Le ministre de la Justice, a fait face, mardi dernier, à la presse, pour se prononcer sur la cascade de libérations de détenus dits «politiques». En soutenant que tous les dossiers ont été examinés «au cas par cas», Me Aïssata Tall Sall semble enfoncer les magistrats du parquet.
Face à la presse mardi dernier, pour justifier cette situation, Me Aïssata Tall Sall a fait savoir que les dossiers des 344 personnes libérées ont été examinés au cas par cas. «Il n’y a jamais eu de libération massive, ni sur la tête du client», tente-t-elle de justifier pour couper court aux allégations selon lesquelles ces détenus ont été élargis de prison grâce à un dialogue indirect entre Ousmane Sonko et Macky Sall. L’avocate veut faire croire à l’opinion qu’entre le 15 et le 17 février 2024, le parquet de Dakar a traité de fond en comble tous ces dossiers. Ce qui parait utopique au regard de la configuration de la magistrature sénégalaise. «En annonçant le nombre de personnes à libérer, c’est-à-dire les 272 détenus restants, elle confirme que les juges exécutent une commande politique. Et c’est ce qui est grave», souffle une source judiciaire.

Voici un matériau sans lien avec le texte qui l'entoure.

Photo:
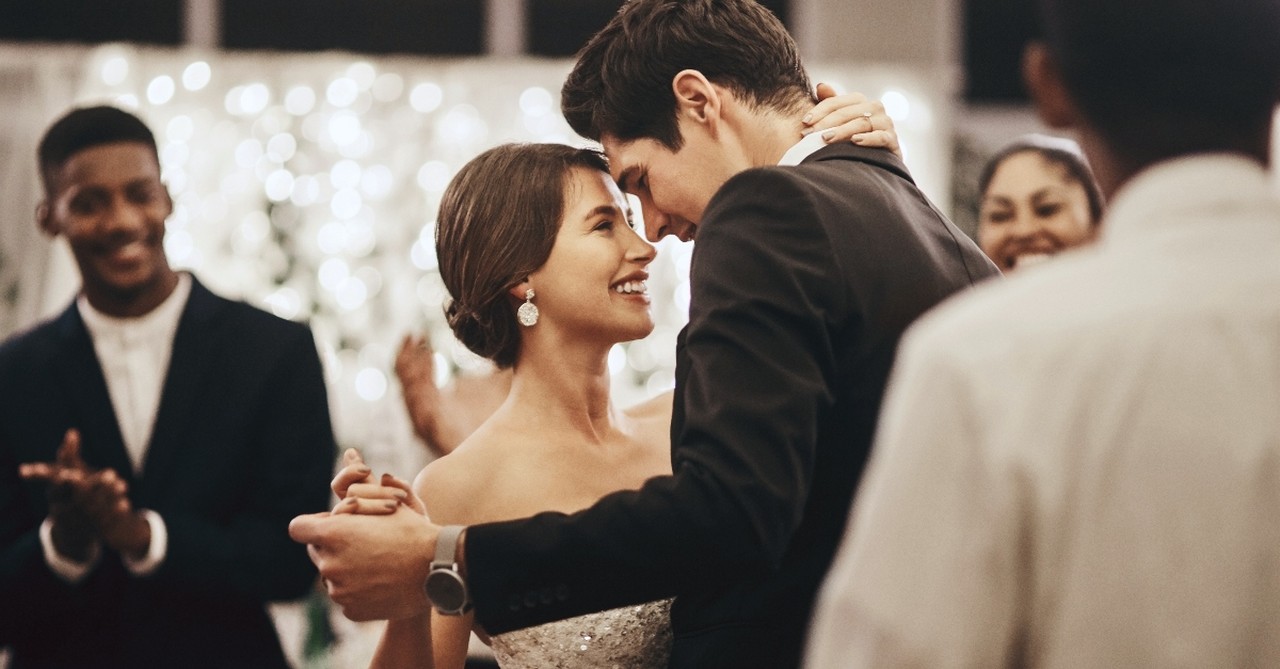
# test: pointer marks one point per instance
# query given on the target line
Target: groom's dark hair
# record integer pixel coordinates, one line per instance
(621, 85)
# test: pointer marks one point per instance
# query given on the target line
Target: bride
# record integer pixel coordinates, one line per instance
(547, 273)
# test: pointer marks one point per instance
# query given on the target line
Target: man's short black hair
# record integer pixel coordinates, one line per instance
(87, 127)
(621, 83)
(1160, 78)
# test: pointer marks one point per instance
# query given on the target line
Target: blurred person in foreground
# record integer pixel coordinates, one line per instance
(1079, 466)
(131, 532)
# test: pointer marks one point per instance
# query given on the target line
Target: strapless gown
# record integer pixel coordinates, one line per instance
(631, 637)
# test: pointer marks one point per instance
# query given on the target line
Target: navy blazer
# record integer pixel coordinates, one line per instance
(242, 443)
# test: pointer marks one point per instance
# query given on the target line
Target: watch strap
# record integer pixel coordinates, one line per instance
(447, 545)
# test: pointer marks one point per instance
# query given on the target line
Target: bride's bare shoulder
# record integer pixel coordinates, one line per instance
(654, 408)
(453, 487)
(650, 420)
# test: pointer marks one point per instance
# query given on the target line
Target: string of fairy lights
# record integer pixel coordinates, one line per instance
(307, 184)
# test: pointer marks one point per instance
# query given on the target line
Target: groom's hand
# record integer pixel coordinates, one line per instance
(373, 566)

Selon un juge qui a requis l’anonymat, les autorités, en l’occurrence le président de la République, «anticipent sur d’éventuelles poursuites pour crimes contre l’humanité». Selon notre source le «ministre et le chef de l’Etat peuvent être poursuivis au titre de la responsabilité du supérieur hiérarchique». «Or, l’une des conditions d’engagement de cette forme de responsabilité c’est que le supérieur n’ait pris aucune mesure pour empêcher le crime, faire cesser le crime ou punir les auteurs», soutient notre interlocuteur. Par ailleurs, plusieurs faits contredisent l’argument brandi par la patronne du mouvement «Oser l’avenir». Le nombre insuffisant de magistrats (546, chiffre de 2019) décrié par les différents présidents de l’Ums en fait partie. Comme les défenseurs des droits humains, ces derniers justifient les longues détentions préventives par cet état de fait. Et la grève des détenus de la prison de Ziguinchor qui demandent à être jugés en temps raisonnable en est une preuve patente. Plusieurs détenus de droit commun, au moment où les autorités libèrent des individus poursuivis pour des délits criminels, croupissent en silence en prison en attendant l’enrôlement de leurs dossiers.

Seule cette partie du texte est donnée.